Malaysia Diskriminatif Terapkan Akta Imigresen
Sabtu, 12 Feb 2005 17:45 WIB
Jakarta - Pemerintah Malaysia dituding diskriminatif menerapkan Akta Imigresen 1154 sehubungan dengan penanganan TKI (Tenaga Kerja Indonesia) ilegal. Terhitung dari diterapkannya akta tersebut pada bulan Juli 2002, sedikitnya 18.000 TKI yang menerima hukuman cambuk. Sedangkan dari pihak majikan yang mempekerjakan TKI ilegal tersebut, hanya dua orang yang divonis cambuk. Tudingan tersebut dilontarkan oleh Wahyu Susilo, Policy Analys Migrant Care.

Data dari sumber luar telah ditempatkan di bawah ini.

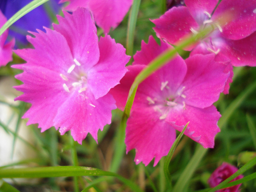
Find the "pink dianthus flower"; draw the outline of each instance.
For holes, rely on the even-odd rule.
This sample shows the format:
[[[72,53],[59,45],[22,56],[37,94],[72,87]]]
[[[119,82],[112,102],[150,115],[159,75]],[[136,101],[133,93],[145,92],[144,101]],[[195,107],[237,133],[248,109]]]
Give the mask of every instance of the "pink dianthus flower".
[[[211,187],[218,185],[236,173],[238,169],[237,167],[227,163],[223,162],[212,173],[208,180],[208,183]],[[240,175],[230,182],[234,181],[242,178],[244,176]],[[241,184],[234,186],[222,189],[216,192],[238,192],[238,188]]]
[[[150,37],[148,44],[134,56],[132,65],[110,92],[123,110],[136,76],[170,46],[158,45]],[[147,165],[155,157],[154,166],[166,155],[176,138],[190,121],[184,134],[205,148],[212,148],[219,131],[221,117],[212,105],[223,91],[229,73],[226,65],[214,61],[214,54],[195,54],[185,61],[179,56],[169,61],[138,86],[127,122],[125,143],[128,152],[135,148],[135,161]]]
[[[15,51],[27,61],[12,65],[24,71],[15,77],[24,83],[15,87],[24,93],[15,100],[32,104],[23,117],[27,124],[38,123],[42,132],[54,126],[61,135],[70,130],[80,144],[88,133],[97,141],[116,108],[109,91],[125,74],[130,57],[109,35],[98,41],[87,10],[64,15],[57,16],[54,30],[27,36],[34,49]]]
[[[124,19],[132,3],[132,0],[61,0],[69,4],[65,9],[74,11],[79,7],[91,11],[97,25],[106,33],[111,27],[115,28]]]
[[[7,21],[6,18],[0,10],[0,28]],[[12,60],[12,49],[14,46],[15,41],[13,39],[5,43],[8,36],[8,30],[6,30],[0,36],[0,67],[4,66]]]

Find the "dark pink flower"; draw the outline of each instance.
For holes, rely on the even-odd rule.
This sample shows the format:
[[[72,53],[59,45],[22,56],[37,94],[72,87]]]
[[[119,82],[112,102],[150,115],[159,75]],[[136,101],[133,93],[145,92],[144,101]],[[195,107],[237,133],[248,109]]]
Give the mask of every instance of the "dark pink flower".
[[[230,60],[234,66],[256,66],[256,1],[222,0],[213,12],[218,1],[185,0],[185,7],[173,7],[153,20],[154,29],[159,37],[176,45],[191,32],[214,23],[216,29],[195,45],[191,54],[214,53],[217,61]],[[213,23],[226,15],[231,20],[227,18],[222,26]]]
[[[79,7],[90,10],[97,25],[107,33],[123,20],[132,3],[132,0],[61,0],[60,3],[66,1],[70,2],[65,8],[69,11],[74,11]]]
[[[99,129],[110,124],[115,101],[108,92],[119,83],[129,56],[109,35],[98,42],[90,12],[79,8],[58,16],[55,30],[45,28],[27,36],[35,49],[15,51],[26,61],[13,65],[24,72],[16,76],[24,93],[15,100],[32,106],[23,118],[38,123],[42,131],[52,126],[61,135],[70,130],[81,143],[88,133],[97,140]],[[114,75],[113,75],[114,74]]]
[[[166,49],[151,37],[148,44],[134,56],[133,65],[118,85],[110,90],[117,107],[123,109],[135,76],[154,58]],[[177,56],[139,86],[127,122],[125,140],[128,152],[135,148],[135,162],[147,165],[155,157],[154,165],[168,153],[176,138],[190,121],[185,134],[205,148],[212,148],[219,131],[221,117],[212,105],[223,91],[229,73],[214,54],[195,54],[185,61]]]
[[[0,10],[0,28],[7,21],[6,18]],[[8,30],[0,36],[0,67],[4,66],[12,60],[12,49],[14,46],[15,41],[13,39],[8,43],[6,43],[8,36]]]
[[[236,173],[237,170],[237,168],[234,166],[224,162],[212,173],[208,180],[208,183],[211,187],[217,186]],[[243,177],[242,175],[240,175],[231,181],[238,180]],[[241,184],[219,189],[216,192],[238,192],[239,191],[238,189]]]

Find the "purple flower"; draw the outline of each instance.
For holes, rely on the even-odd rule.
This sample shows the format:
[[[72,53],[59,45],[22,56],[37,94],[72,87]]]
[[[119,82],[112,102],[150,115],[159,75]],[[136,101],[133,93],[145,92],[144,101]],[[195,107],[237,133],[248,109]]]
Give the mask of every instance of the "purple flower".
[[[6,22],[7,19],[0,11],[0,28]],[[0,67],[4,66],[12,60],[12,49],[14,46],[14,39],[6,43],[6,39],[8,36],[8,30],[0,36]]]
[[[231,60],[234,66],[256,66],[256,1],[185,0],[186,7],[173,7],[153,20],[157,35],[177,44],[191,32],[212,25],[219,17],[231,15],[193,49],[192,54],[214,53],[217,61]],[[224,18],[225,19],[225,18]]]
[[[123,109],[135,76],[169,48],[162,41],[159,46],[152,37],[148,44],[142,42],[120,84],[110,90],[118,108]],[[188,121],[184,134],[204,147],[214,147],[221,115],[212,103],[229,75],[223,72],[226,65],[214,59],[213,54],[195,54],[185,61],[177,56],[139,85],[125,140],[127,152],[136,149],[136,163],[147,165],[154,157],[155,165],[167,154],[176,130],[181,131]]]
[[[211,187],[214,187],[218,185],[222,181],[229,177],[237,171],[238,169],[234,166],[230,165],[227,163],[223,162],[222,164],[218,167],[211,175],[208,183]],[[242,178],[244,176],[240,175],[231,181]],[[241,184],[233,187],[219,189],[216,191],[217,192],[237,192]]]
[[[38,123],[42,131],[54,126],[61,135],[70,130],[80,144],[88,133],[97,141],[116,108],[109,91],[125,74],[130,57],[109,35],[98,42],[88,10],[64,15],[57,16],[55,30],[27,36],[34,49],[15,51],[27,61],[12,66],[24,71],[16,76],[24,84],[15,87],[24,94],[15,100],[32,104],[23,116],[28,124]]]
[[[108,33],[123,20],[132,3],[132,0],[61,0],[70,2],[65,9],[74,11],[78,7],[88,8],[93,13],[97,25]]]
[[[14,14],[32,0],[1,0],[0,9],[7,18],[10,19]],[[45,3],[54,12],[54,15],[60,10],[58,4],[59,0],[51,0]],[[9,35],[14,37],[18,45],[27,44],[26,35],[27,31],[34,31],[36,29],[41,30],[43,26],[49,27],[52,22],[44,5],[33,10],[15,22],[11,26]]]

Kepada detikcom, Sabtu (12/2/2005), Wahyu mengatakan bahwa sedikitnya 18.000 TKI tersebut divonis cambuk karena telah melanggar Akta Imigresen 1154. Mereka yang sebelumnya ditangkap dan ditahan dalam Ops Nyah, sebuah operasi khusus untuk menjaring TKI nakal yang tidak memiliki dokumen lengkap. Wahyu menggambarkan, semenjak Akta Imigresen diberlakukan, tercatat 18.000 TKI yang divonis cambuk. Sementara hanya 2 majikan yang divonis cambuk. Tetapi tidak jadi dieksekusi dengan pertimbangan majikan tersebut sudah terlalu tua, usianya diatas 60 tahun. Sedangkan 116 majikan masih menunggu proses hukum."Realitas ini memperlihatkan betapa Pemerintah Malaysia diskriminatif dalam penegakan hukum berdasarkan Akta Imigresen 1154/2002," sesal Wahyu. Menurut Wahyu, dalam Akta tersebut, tidak hanya TKI nakal yang akan diproses hukum. Namun para majikan maupun perusahaan yang mempekerjakan TKI ilegal juga akan diproses hukum. "Namun nyatanya majikan dan perusahaan yang mempekerjakan TKI itu lolos. Ini menunjukkan diskriminatif penerapan Akta oleh pemerintah Malaysia. Karena hanya TKI-nya saja yang dihukum, sedangkan majikannya tidak," tuturnya. Diskriminasi pemerintah Malaysia, lanjut Wahyu, juga tercermin dari penerapan Ops Nyah yang melibatkan sedikitnya 560 ribu petugas untuk menangkap dan menahan para TKI. Namun pemerintah sendiri tidak membentuk operasi yang sama untuk menjerap para majikan yang telah mempekerjakan mereka. "Ini menunjukkan inkonsistensi pemerintah Malaysia," tandasnya.